Posted: September 22nd, 2019, 7:32 pm
by Cuchulainn
 We are looking for a minimum (of a positive function).
Not any old function. The original is 

[$]\sqrt[3]{\frac{x^3+y^3+z^3} {xyz}}+  \sqrt[2]{\frac{xy+yz+zx} {x^2 + y^2 +  z^2}} \geq \sqrt[3]{3} + 1 [$]

which is not 

 [$] f(x, y, z) = \frac{x^2 + y^2 + z^2}{x y + y z + z x} [$]

The function has been inverted. Why? The problem has been changed.

Re: inequality (a quickie)

Posted: September 22nd, 2019, 8:00 pm
by Paul
It would be a silly question if the first term on the left was always greater than the first on the right and ditto for the second term.

Re: inequality (a quickie)

Posted: September 23rd, 2019, 5:40 am
by Cuchulainn
It would be a silly question if the first term on the left was always greater than the first on the right and ditto for the second term.
Exactly. I think it was concocted by working backwards from the solution. It has further probably little saving graces.

P.S. what I am saying is that these puzzles should relate to something like geometry etc.

Re: inequality (a quickie)

Posted: September 24th, 2019, 6:05 pm
by katastrofa
It would be a silly question if the first term on the left was always greater than the first on the right and ditto for the second term.
Exactly. I think it was concocted by working backwards from the solution. It has further probably little saving graces.

P.S. what I am saying is that these puzzles should relate to something like geometry etc.
Like hyperspheres and hyperboloids?
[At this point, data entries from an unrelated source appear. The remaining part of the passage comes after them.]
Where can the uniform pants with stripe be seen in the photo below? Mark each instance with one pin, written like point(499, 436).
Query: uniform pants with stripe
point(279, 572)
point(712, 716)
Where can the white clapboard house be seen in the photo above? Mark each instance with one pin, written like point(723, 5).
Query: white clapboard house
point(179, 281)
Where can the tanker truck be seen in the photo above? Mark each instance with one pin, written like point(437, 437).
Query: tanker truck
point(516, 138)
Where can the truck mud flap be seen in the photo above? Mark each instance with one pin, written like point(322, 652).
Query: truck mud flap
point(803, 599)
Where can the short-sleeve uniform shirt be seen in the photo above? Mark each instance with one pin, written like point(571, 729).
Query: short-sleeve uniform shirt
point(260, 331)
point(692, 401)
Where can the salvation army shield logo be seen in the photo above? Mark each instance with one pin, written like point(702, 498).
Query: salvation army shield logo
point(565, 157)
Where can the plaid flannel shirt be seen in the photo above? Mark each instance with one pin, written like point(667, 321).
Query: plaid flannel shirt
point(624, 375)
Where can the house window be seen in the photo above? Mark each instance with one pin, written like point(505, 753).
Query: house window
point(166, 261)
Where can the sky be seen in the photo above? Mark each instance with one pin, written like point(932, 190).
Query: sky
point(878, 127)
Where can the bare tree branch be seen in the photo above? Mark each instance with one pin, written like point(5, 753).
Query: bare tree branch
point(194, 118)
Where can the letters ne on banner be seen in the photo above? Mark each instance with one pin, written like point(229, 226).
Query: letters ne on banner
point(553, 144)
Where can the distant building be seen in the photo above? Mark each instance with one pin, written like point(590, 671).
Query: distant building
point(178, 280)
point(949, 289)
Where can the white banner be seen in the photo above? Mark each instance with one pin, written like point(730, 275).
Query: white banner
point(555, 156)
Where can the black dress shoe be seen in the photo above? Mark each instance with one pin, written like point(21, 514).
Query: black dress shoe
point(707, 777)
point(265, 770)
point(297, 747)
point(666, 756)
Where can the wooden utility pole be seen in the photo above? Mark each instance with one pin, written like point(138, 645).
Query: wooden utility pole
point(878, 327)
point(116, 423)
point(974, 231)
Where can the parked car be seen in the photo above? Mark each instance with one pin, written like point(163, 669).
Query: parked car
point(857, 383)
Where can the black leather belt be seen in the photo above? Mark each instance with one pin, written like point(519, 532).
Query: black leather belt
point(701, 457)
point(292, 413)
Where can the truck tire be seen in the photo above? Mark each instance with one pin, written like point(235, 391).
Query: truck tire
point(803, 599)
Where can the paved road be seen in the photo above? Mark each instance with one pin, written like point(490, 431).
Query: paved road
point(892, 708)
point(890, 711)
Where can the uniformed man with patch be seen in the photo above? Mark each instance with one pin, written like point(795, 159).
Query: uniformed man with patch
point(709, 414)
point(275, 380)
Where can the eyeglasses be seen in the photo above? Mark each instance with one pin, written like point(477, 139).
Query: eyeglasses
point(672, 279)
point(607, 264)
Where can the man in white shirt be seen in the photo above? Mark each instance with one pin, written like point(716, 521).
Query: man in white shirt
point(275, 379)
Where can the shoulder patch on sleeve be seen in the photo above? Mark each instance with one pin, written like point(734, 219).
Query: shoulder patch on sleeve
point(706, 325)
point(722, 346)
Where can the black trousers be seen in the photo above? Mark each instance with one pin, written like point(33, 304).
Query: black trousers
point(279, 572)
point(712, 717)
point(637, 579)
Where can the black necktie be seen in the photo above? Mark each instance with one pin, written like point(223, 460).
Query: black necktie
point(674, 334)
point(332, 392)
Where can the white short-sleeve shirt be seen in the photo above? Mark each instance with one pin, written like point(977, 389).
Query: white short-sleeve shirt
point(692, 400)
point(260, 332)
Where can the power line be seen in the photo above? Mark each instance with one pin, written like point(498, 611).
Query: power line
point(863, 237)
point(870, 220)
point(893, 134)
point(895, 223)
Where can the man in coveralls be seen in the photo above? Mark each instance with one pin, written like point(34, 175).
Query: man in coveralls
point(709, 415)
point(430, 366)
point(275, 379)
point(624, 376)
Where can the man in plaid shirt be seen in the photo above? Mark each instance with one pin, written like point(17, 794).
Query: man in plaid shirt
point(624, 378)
I can only imagine the two terms separately, and the same can be easily shown analytically:
[$]\sqrt[3]{\frac{x^3+y^3+z^3} {xyz}}\geq \sqrt[3]{3}[$] because [$]\frac{x^3+y^3+z^3}{3} \geq \sqrt[3]{x^3y^3z^3}[$], but
[$]\sqrt[2]{\frac{xy+yz+zx} {x^2 + y^2 +  z^2}} \leq 1[$] because [$](x_i-x_j)^2 >0\Rightarrow xy+yz+zx\leq x^2 + y^2 +  z^2[$], obviously.